I love to listen to podcasts, and by chance, over the past year, I listened to two podcast episodes that talked about the same trove of data: the Enron Corpus.
Enron was an enormous, famous, and successful energy-trading company, based in Houston, that perpetrated one of the biggest accounting frauds in history. In 2001, it collapsed, and top executives were convicted of fraud; estimated losses totaled $74 billion.
In 2001, as part of its investigation of Enron, the Federal Energy Regulatory Commission seized the e-mail folders of about 150 mostly high-ranking Enron employees—and decided to release the emails online.
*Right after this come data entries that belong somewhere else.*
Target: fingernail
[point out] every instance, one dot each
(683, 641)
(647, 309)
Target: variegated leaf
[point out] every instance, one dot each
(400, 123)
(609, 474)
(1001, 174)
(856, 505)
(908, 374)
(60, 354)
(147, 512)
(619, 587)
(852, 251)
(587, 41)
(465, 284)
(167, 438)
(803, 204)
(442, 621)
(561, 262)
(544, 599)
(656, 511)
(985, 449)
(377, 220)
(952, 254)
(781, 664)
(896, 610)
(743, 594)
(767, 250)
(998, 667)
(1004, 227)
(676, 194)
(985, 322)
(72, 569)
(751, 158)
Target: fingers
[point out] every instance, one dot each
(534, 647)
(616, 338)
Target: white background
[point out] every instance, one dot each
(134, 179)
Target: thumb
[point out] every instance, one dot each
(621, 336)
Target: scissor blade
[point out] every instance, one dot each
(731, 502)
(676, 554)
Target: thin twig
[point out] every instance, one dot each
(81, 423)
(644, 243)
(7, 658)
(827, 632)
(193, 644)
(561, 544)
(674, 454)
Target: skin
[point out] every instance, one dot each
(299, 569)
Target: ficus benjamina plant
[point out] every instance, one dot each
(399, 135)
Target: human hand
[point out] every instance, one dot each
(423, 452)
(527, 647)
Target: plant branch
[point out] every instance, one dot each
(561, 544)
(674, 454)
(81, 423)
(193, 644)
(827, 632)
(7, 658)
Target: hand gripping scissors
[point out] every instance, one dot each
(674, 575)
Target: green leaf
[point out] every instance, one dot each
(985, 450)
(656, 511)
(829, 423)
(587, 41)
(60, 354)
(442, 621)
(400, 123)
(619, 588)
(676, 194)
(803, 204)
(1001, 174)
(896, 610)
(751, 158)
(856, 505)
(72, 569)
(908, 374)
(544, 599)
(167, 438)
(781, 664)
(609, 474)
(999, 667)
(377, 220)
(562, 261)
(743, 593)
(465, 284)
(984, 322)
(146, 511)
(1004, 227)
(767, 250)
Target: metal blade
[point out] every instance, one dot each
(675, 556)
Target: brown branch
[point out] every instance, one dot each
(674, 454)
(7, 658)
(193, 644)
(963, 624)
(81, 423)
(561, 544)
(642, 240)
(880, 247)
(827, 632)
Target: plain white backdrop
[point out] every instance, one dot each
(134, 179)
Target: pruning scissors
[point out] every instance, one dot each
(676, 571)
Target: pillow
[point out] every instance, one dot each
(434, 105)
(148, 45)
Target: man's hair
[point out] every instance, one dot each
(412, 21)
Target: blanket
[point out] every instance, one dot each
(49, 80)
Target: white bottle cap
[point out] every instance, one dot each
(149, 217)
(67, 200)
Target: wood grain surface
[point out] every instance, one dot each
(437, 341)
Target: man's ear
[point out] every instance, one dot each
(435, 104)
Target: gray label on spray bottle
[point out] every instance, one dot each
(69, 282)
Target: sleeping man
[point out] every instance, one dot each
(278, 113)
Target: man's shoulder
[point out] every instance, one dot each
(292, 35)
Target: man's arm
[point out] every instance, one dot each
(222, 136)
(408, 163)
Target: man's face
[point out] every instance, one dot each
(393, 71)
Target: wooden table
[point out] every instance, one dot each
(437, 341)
This archive includes hundreds of thousands of emails, and is one of the biggest collections of private emails turned public.
In 2003, a researcher at MIT paid $10,000 for the material, which became known as the “Enron Corpus,” and people began to put it in order and clean it up, so that it could be used by researchers.
It has been studied extensively for all kinds of purposes. It was used to study how people put their emails in folders—to study about who connects with whom at work—to develop a “compliance bot” to alert writers if they’re writing something that might get them in trouble—to study what level of formality people use in emails, and when and why—to study patterns in using greetings or not—to train spam filtering—and so on.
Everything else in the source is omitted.